Lewis could have found in his heart to hang the senior boy. He was always interfering with him in this manner whenever he was monitor, to the detriment of his dignity as such. Lewis immediately struck up a wordy war, until the master's attention was excited and he commanded silence.

Oh, if this dislike of Henry Arkell had but died out at first! half this history would not then have been written. It might have done so under different circumstances; it might, perhaps, have done so but for the dean's daughter. From the very first hour that she knew him, Georgina Beauclerc made no secret of her liking. When she met the college boys, child though she was then, she would single him out from the rest, and stop talking to him. Her governess used to look defiance, but that made not the least impression on Miss Beauclerc. She invited him to the deanery; they never were allowed to put their noses inside it, except at those odd moments when they went to solicit the dean to allow them holiday from the cathedral; she would pass them sometimes without the slightest notice in the world, but she never so passed him.
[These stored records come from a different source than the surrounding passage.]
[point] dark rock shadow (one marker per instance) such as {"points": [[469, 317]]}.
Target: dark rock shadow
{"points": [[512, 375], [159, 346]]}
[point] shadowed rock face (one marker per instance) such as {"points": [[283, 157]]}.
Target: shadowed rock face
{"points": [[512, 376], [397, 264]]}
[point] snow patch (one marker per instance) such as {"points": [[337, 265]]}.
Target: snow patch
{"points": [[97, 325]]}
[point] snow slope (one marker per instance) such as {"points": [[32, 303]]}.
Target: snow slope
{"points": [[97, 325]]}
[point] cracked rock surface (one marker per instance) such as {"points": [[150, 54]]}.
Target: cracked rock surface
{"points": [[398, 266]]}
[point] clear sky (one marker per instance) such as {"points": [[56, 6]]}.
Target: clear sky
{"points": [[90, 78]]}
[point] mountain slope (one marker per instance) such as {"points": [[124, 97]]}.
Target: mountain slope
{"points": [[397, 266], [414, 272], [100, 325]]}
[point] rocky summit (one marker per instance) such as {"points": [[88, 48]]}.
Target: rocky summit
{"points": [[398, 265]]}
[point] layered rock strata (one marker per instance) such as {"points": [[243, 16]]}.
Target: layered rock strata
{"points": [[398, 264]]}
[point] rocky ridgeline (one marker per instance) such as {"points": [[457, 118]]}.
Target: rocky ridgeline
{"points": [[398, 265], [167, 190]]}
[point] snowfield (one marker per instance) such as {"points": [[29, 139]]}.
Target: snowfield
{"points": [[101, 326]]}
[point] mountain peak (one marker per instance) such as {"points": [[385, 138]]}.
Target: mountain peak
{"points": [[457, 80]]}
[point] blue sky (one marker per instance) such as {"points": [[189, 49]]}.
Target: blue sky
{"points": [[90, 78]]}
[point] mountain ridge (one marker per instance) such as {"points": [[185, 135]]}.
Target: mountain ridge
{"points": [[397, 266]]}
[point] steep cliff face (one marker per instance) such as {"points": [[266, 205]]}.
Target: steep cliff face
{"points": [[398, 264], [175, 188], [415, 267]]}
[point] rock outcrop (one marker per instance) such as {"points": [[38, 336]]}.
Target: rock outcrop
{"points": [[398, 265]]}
If he had but been a dull, stupid, clumsy boy! Strange though it may seem, the rest hated him because he did his lessons. Their tasks were hurried over, imperfectly learnt at the best, if at all, and were generally concluded with a caning. His were always perfectly and efficiently done. They called him hard names for this; prig, snob, sneak; but, in point of fact, the boy was never allowed the opportunity of not doing them, for his father on that score was a martinet, and drilled him at home just as much as Mr. Wilberforce did at school. And, greatest of all advantages, his early education had been so comprehensive and sound. The horribly hard lessons, that were as death to the rest, seemed but play to him; and the natural consequence was, that the envy boiled over. Circumstances, in this point of view, were not favourable to him.

The long afternoon came to an end, five o'clock struck, and the boys clattered down the broad schoolroom steps, making the grounds and the old cloisters echo with their noise. There had been little time for play latterly; since the announcement of the forthcoming examination, the head and other masters had been awfully exacting on the subject of lessons, not to be trifled with. Henry Arkell, from the state of preparation in which he always was, had nearly as much time on his hands as usual, and had not ceased to take his lessons on the organ, or to practise on it twice a week, as was his custom. He learnt of the cathedral organist, Mr. Paul; for Mrs. Peter Arkell had deemed it well that Henry's great taste for music should continue to be cultivated. Another of the boys, named Robbins, a private pupil of the head master's, also learnt. The organist would not allow them to touch the noted cathedral instrument, save in his presence; and they were permitted by Mr. Wilberforce to practise in the church of St. James the Less, of which, as you may remember, he was the incumbent. One of the minor canons invariably held this living, for it was in the gift of the Dean and Chapter.